Support for caching + static page URLs?

daniel437daniel437 Posts: 2Questions: 0Answers: 0

I am working on a Wordpress website for stock market data. The site will display data for ~5,000 stocks. I would like the homepage to have a leaderboard similar to https://coinmarketcap.com. I would then sort stocks by market cap.

DataTables looks perfect for my needs, but I would like to make sure of two things before getting started:
1. My fields will update on a regular basis. Is it possible to prerender / cache the table sorting? I don't want my sorted table to regenerate every time a page is loaded.
2. I would like for my table pagination to have static URLs that you can link to, ie website.com/page/2 would always show results 101-200. Is there a way to do this?

I looked through the documentation + the forums and have so far been unable to find an answer to 2). Any guidance is greatly appreciated!

Replies

  • allanallan Posts: 63,075Questions: 1Answers: 10,384 Site admin
    edited September 2022

    Hi,

    1) When you say "regenerated", I'm not sure I fully understand. If ordering is enabled in the DataTable (which it is by default) then the browser will sort the data. Is the problem that you don't want the client-side to have to perform that processing? How large is your data set - I would be really surprised if that takes more than a few tens of milliseconds on data sets less than 10k rows. Is that a problem?

    You could preorder the data, which would allow the ordering algorithm to basically just run over the data and check it is in order, but that seems like a really minor performance gain (at least with the limited information I have so far).

    2) We don't really have something that will do exactly that at the moment. We do have a deep linking plug-in which provides the basics for that, but it doesn't generate the URL links to click on. A URL rewritter in your HTTP server could make the URLs more attractive such as .../page/2.

    One thing to keep in mind about that kind of linking is that your data might change before the search engine reindexes your page. Certainly I find it frustrating when I use Google and find a page that looks perfect to find that the data has changed since it was indexed and I can't find what I was looking for on the page!

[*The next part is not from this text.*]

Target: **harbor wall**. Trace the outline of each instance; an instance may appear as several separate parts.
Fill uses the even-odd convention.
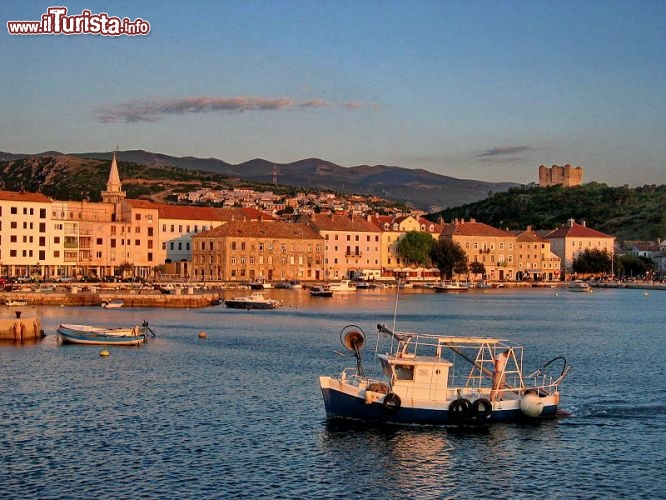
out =
[[[6,300],[26,300],[28,306],[101,306],[102,302],[120,299],[123,307],[206,307],[220,299],[218,293],[199,293],[184,295],[167,295],[160,293],[140,294],[123,292],[78,292],[78,293],[35,293],[8,292],[0,293],[0,304]],[[0,308],[7,308],[0,305]],[[11,307],[7,309],[17,309]],[[19,308],[20,309],[20,308]]]
[[[37,340],[44,336],[41,321],[37,316],[24,316],[16,313],[13,316],[11,318],[9,315],[3,314],[0,317],[0,340],[24,342]]]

    My own preference for handling this sort of thing is to disable paging for a search engine index. It means dynamically generating the JS or adding an extra check into it, but it might be worth it. It also depends a bit on how much data you have - if we are talking millions of rows, then this approach is sub-optimal since it would take a while for the page to load and Google would penalize you for that.

    Regards,
    Allan

  • daniel437daniel437 Posts: 2Questions: 0Answers: 0

    Thanks for this, Allan! This is exactly what I'm looking for. I need the deep linking to so that Google can easily see all 5,000 entries. A direct link is very important for this. Outdated info should not be a major issue. Google just needs to see the links.

    As for regeneration, I think I can solve this by controlling how often my data updates and leveraging caching.